The track record behind the method: coordinated security disclosures by the author
that are now public (severity as the official advisory rates it). Generated from a
single source of truth; each row is verified against the live advisory state before
it ships.

| finding | severity | identifier | advisory |
|---|---|---|---|
| Open WebUI | High 8.5 | CVE-2026-54008 | [CVE-2026-54008](https://github.com/open-webui/open-webui/security/advisories/GHSA-226f-f24g-524w) |
| dex | High | GHSA-7qjx | [GHSA-7qjx](https://github.com/dexidp/dex/security/advisories/GHSA-7qjx-gp9h-65qj) |
| Langroid | High | GHSA-2pq5 | [GHSA-2pq5](https://github.com/langroid/langroid/security/advisories/GHSA-2pq5-3q89-j7cc) |
| ouroboros | High | GHSA-jv2h | [GHSA-jv2h](https://github.com/Q00/ouroboros/security/advisories/GHSA-jv2h-4p9v-wf5w) |
| Open WebUI | High 7.3 | GHSA-3wgj | [GHSA-3wgj](https://github.com/advisories/GHSA-3wgj-c2hg-vm6q) |
| MCP Registry | Mod 6.3 | CVE-2026-44430 | [CVE-2026-44430](https://github.com/advisories/GHSA-r48c-v28r-pf6v) |
| GitHub MCP Server | Mod 6.0 | CVE-2026-48529 | [CVE-2026-48529](https://github.com/github/github-mcp-server/security/advisories/GHSA-pjp5-fpmr-3349) |
| Kirby | Mod 5.3 | CVE-2026-45334 | [CVE-2026-45334](https://github.com/getkirby/kirby/security/advisories/GHSA-39vq-49qm-r2mc) |
| Outline | Mod | CVE-2026-43890 | [CVE-2026-43890](https://github.com/outline/outline/security/advisories/GHSA-gf8h-cv9v-q4fw) |
| Google MCP Toolbox | Mod | PR #3324 | [PR #3324](https://github.com/googleapis/mcp-toolbox/pull/3324) |

Additional findings are in private coordination and are not listed until their
advisories publish.

## Verticals

The flagship vertical is `authz` (agent tool-dispatch authorization confusion):
broken object-/function-level authorization on tool handlers, REST-vs-agent path
divergence, and confused-deputy delegation through a tool-calling layer. A second
`decode` vertical is reserved for parsing/decoding-primitive bugs.

## Metrics, in brief

- **OWASP confusion matrix**: TP/FP/TN/FN with **Youden's J**
(`sensitivity + specificity − 1`), rewarding systems that both catch vulns *and*
exonerate secure variants.
- **PrimeVul VD-S**: false-negative rate at a fixed false-positive operating
point, for comparability with the vulnerability-detection literature.
- **Signed both-ways CVSS-v3.1 calibration MAE**: inflation and deflation kept
separate, plus exact-band agreement.
- **SOTA-validation delta loop**: continuous, pre-registered re-evaluation of the
signed method-minus-naive gap on a frozen slice, so regression and saturation
surface over time.

## References

- OWASP API Security Top 10 (2023): `API1:2023` Broken Object Level
Authorization, `API5:2023` Broken Function Level Authorization.
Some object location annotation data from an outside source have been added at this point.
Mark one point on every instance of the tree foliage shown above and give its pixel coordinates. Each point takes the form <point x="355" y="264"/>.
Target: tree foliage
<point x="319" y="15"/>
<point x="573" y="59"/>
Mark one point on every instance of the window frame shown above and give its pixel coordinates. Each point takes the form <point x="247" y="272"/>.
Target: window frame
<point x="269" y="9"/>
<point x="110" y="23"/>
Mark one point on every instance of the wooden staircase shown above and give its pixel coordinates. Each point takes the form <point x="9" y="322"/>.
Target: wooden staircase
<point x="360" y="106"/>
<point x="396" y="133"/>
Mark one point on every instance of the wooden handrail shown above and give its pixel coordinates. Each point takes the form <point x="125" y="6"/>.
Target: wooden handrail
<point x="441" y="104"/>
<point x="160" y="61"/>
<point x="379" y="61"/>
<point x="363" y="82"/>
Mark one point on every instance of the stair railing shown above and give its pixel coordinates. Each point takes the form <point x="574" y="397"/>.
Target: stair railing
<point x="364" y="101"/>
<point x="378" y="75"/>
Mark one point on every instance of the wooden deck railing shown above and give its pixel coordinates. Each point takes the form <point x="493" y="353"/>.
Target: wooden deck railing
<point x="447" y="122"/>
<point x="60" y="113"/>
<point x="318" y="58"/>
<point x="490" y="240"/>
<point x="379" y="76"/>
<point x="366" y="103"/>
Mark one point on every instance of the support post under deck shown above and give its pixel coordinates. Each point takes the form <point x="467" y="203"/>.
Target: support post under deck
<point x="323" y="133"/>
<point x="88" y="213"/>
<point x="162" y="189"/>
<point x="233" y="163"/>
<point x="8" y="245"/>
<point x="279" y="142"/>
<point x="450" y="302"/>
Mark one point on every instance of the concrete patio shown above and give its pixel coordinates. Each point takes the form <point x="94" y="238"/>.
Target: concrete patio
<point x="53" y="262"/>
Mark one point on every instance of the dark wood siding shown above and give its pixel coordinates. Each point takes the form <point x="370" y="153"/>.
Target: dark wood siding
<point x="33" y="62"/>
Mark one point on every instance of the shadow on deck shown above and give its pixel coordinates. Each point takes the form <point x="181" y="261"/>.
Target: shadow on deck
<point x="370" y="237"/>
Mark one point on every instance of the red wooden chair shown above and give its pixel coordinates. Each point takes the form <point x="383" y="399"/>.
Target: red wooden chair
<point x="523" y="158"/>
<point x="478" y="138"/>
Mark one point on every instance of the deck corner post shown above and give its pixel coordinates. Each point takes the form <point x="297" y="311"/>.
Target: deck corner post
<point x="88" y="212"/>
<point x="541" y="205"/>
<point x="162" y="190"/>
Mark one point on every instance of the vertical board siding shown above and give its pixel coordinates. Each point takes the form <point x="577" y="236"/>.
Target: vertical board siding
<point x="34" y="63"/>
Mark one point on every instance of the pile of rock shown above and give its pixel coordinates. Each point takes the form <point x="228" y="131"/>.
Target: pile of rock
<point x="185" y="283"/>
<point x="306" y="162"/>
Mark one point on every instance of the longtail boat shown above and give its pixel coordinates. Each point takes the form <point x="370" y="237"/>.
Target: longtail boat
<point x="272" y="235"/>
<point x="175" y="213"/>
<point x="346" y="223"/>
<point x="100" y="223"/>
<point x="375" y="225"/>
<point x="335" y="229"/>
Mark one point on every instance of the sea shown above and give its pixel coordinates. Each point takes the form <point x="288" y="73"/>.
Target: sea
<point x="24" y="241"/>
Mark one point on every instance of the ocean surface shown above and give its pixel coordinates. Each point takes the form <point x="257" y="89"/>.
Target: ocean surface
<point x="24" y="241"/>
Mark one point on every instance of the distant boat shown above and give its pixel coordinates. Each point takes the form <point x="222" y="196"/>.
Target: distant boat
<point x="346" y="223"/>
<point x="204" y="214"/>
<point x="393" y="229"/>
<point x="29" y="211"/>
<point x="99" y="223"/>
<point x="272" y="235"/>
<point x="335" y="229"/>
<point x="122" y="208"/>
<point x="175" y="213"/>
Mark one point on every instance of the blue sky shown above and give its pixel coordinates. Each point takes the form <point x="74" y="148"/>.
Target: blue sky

- CWE-862 Missing Authorization; CWE-863 Incorrect Authorization; CWE-285
Improper Authorization.
- CVSS v3.1 Specification (FIRST).
- PrimeVul / VD-S: Ding et al., *Vulnerability Detection with Code Language
Models: How Far Are We?*
- UK AI Safety Institute, *Inspect* evaluation framework.

- Model Context Protocol (MCP) specification.

## License

Apache-2.0. See [`LICENSE`](LICENSE).